Bir gün seni unutmak için uğraşırım diye...
Kavuşmak bu denli zor olmuşken,kaybetmek için çaba sarf etmek... Beni öldürür.


Ey şu aciz gönlüm! Sen ne ara tutuldun bu denli,bir kula?Şimdi kapanması imkansız bir yara bıraktın bana! Çözülmesi zor bir sır,bulunması olanaksız bir arayış. Kaybediyorum,kaybediyoruz bizi.

Genç hanım kucağında öylece hareketsiz duran adamın yüzüne vurmaya, adını seslenmeye devam ediyordu. Karşılığında ise hiçbir tepki alamıyordu. Ali Hamza gözlerini dahi kırpmıyordu.
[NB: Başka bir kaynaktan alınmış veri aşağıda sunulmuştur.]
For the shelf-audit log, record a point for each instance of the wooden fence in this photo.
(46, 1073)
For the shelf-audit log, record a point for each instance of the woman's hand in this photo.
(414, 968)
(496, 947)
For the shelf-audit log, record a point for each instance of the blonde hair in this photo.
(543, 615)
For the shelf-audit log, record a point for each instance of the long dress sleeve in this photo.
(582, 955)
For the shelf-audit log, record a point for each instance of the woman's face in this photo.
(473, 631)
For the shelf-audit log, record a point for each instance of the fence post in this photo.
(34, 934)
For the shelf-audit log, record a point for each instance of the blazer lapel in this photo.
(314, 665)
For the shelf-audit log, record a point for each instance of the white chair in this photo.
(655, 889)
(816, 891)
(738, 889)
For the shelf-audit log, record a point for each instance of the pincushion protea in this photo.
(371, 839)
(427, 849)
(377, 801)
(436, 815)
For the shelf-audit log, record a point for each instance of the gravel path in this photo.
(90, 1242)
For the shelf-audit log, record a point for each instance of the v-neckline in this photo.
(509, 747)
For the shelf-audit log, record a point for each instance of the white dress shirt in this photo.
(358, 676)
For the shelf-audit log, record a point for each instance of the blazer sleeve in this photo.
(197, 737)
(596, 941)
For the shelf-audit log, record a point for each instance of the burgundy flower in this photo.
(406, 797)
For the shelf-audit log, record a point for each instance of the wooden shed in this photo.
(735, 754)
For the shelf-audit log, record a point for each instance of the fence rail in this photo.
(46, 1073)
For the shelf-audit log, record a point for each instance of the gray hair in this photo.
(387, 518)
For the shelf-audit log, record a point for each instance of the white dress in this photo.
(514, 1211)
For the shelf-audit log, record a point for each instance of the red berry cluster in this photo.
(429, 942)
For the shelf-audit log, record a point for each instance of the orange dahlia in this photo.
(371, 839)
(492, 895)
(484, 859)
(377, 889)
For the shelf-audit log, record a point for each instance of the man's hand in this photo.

Zehra hızla ayağa kalktı ve üst kata koştu eline aldığı kolonya ile aşağı indi. Koltukta hâlâ hareketsiz yatan kocasının yanına geldi ve eline döktüğü kolonya ile kocasının yüzünü sıvazlamaya,burnuna tutmaya başladı. Kendini hiç bu kadar çaresiz ve yalnız hissetmemişti.

"Ali! Ali lütfen uyan! Nolur?"

Ali Hamza bir kaç dakika sonra gözlerini kırpmaya başladı. Adeta acı çekermişçesine yüzünü buruşturdu. Zehra'nın sesini duyuyordu ama cevap veremeyecek kadar halsiz hissediyordu. Zehra'nın ağlama sesi giderek artınca, karısının yüzündeki elini tuttu ve gözlerini tamamen açtı.
Üzerinde tonlarca ağırlık varmış hissi,onu hareket ettirmiyordu.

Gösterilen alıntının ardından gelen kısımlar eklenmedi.